Saturday, December 22, 2012


As isolated flakes of snow drift down onto the terrace and the wind makes the seams of the building creak, the fava beans still bloom above our heads. I'm not picking those stems. I am very curious as to just how long the flowers and beanlets might last.

And the cilantro (coriander for the dwellers on the other side of the pond) really does like cold weather. I've always had better luck with it when it is cool. Otherwise it's just bolt-o'rama. Yet it hails from southern Europe and North Africa. Warm places. I don't get it.

Speaking of leaves and vegetables -  if you haven't given yourself a present yet, make it Elizabeth Schneider's Vegetables from Amaranth to Zucchini. A real book with real heft, and insanely out of print. Nevermind squashing spiders, it could squash a rat (I use my opera dictionary for the very control, when le chat noir decides to bring one of his cattle in from the summer range for our delectation - and no, I don't ever squash spiders).
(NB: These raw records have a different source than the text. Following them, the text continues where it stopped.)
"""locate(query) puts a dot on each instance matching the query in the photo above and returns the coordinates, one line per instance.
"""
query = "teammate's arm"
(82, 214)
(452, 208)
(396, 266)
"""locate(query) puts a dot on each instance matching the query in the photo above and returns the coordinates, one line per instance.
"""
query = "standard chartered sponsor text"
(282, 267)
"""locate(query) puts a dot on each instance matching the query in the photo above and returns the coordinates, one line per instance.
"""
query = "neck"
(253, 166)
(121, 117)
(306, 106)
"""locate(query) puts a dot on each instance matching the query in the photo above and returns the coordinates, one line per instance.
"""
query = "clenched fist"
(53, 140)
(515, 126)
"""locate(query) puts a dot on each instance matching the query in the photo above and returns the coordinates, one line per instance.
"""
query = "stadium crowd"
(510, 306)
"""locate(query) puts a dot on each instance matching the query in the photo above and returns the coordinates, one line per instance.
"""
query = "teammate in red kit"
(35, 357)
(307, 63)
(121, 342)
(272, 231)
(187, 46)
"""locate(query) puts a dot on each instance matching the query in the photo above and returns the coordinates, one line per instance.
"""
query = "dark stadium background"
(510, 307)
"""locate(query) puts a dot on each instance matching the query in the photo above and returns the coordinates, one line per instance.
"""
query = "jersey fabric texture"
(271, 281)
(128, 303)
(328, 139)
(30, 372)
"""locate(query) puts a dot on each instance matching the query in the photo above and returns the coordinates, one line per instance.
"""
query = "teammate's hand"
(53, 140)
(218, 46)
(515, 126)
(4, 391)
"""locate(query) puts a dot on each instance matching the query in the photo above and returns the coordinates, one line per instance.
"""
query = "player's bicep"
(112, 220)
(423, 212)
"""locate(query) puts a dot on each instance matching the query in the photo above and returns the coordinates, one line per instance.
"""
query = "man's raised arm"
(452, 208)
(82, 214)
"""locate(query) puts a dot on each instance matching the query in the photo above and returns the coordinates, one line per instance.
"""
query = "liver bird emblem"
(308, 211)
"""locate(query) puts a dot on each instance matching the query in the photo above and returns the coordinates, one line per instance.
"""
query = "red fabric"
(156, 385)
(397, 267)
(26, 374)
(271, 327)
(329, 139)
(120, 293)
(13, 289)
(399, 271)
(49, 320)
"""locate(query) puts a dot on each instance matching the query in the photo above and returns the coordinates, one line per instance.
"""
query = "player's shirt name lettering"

Vegetables from Amaranth to Zucchini is a beautifully photographed, encyclopedic reference book - each plant's history, cultural context and its nutritional information precede some very interesting recipes. It's a great source of inspiration. There are many unusual plants and vegetables in it, including the kind for which I forage, as well as mushrooms. At $70 it's not cheap, but it is a keeper.

On the terrace, as I type, stray dead oak leaves scuttle across the gravel, my peripheral vision interpreting them as mice or chipmunks. The cat is dozing under his Christmas tree, his new favourite spot, and is singing little cat Christmas carols to himself. Breakfast is long over and its dishes are being packed away. We had fruit buns and strong coffee.

Later we'll head to the Union Square Christmas market. Vince insists we need a cat-shape ornament for the tree, and all we have found, so far, is dogs.

Update: Indeed, the market had cat ornaments. Lots of cat ornaments. Also waffles.